Side A, "Sexless Love," hits heavy right off the bat and slides into a lofty chant.
Glamorous but unadorned, ferocious, devastating and ultimately forgiving, the sky-high climax touches the cohesion of TV on the Radio but still holds its own.
Side B, "Envy," really stands out, building into a jamming bridge slowly, carefully, but without losing the directive of the groove. While it sounds as fresh as anything right now, the coolest thing about this song is the "How it Feels to be Something On" Sun Day Real Estate vibe.
"Man we gotta put this out!" Matthew Rain, Twin Tigers frontman, said of the band's shared sentiment in creating the release. "I don't want to say scrapped together. It makes me happy because we just started this new collective with this record label. All the attention is kind of unnerving. I've been playing music since I was a little kid. You never know what people are going to familiarize with in our tunes, but it's always great."

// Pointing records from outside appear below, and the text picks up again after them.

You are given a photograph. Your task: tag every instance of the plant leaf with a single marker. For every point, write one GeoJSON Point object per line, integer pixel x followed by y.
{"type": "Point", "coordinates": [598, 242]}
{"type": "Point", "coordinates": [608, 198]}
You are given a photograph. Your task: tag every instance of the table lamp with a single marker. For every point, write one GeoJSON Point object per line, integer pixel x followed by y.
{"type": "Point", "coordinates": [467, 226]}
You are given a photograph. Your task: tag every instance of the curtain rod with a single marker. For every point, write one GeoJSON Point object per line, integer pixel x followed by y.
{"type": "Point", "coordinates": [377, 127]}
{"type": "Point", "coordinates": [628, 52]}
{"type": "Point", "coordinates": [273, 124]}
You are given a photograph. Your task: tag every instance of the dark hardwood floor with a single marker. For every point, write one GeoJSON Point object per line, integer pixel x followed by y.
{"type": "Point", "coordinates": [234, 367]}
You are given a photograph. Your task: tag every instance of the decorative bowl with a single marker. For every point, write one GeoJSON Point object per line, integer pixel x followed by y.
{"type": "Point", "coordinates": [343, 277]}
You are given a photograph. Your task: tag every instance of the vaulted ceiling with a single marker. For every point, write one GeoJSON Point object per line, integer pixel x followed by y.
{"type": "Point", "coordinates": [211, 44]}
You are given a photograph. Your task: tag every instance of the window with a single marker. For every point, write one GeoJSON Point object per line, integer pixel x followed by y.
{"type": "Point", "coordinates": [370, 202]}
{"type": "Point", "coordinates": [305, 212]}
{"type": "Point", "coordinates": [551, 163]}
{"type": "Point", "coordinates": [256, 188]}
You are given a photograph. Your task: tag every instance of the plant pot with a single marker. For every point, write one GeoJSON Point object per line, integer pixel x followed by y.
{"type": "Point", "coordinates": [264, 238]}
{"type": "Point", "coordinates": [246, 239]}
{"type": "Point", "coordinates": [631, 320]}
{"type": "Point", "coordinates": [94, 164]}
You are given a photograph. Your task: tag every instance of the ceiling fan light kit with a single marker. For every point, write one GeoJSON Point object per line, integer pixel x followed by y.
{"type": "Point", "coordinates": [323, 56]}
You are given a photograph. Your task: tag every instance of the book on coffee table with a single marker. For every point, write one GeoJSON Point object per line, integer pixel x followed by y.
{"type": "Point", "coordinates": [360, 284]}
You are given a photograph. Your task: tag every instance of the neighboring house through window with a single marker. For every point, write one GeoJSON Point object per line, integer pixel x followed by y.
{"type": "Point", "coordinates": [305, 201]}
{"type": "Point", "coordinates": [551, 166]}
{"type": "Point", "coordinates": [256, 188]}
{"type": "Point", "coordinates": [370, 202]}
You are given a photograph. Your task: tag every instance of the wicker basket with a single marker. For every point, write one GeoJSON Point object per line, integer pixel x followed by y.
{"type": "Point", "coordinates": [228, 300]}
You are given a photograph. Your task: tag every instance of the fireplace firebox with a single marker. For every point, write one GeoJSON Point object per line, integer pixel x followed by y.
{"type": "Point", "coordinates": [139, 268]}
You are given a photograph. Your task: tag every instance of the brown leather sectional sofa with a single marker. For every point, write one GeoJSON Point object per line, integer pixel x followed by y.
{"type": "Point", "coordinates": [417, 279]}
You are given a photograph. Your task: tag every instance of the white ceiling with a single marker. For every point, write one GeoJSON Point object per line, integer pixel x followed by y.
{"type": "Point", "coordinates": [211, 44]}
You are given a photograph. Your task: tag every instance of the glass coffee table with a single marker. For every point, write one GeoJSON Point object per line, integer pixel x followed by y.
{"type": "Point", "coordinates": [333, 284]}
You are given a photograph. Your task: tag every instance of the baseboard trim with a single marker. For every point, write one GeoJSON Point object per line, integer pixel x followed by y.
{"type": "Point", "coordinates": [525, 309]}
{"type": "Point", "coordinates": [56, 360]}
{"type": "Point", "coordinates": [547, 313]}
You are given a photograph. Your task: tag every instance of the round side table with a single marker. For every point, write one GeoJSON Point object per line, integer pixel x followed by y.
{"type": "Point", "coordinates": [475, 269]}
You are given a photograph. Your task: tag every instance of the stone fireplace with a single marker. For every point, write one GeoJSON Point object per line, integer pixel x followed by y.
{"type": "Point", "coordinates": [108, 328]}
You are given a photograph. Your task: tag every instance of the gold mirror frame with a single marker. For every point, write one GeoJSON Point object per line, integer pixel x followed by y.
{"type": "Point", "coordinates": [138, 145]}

The driving vocals of "Envy" really make the track exceptional. "I know you're out there/I feel your eyes on me/I know the reason for your demons."
"It's a song with a story just like any other - lost love. Nothing entirely new," Rain said. "Envy" closes with a noisy, unconstrained guitar flail, giving credit where credit is due to masters of noise (Sonic Youth, Boris, etc.).
With Deerhunter and of Montreal as precedents for stage antics (among a cast of many legendary Athens acts), Rain says the live show is energetic and thoughtful.
"You can't think about that stuff," Rain, who lived in Orofino at one time, said. "I don't think you even have to be a music critic to understand that sometimes you can get over the top when dialing it in."
Practicing in a rented basement on the eastside of Athens, Twin Tigers draws as much from the Beatles and Velvet Underground as the aforementioned artists. "My favorite record last year was that Beach House album ["Devotion"]," Rain said.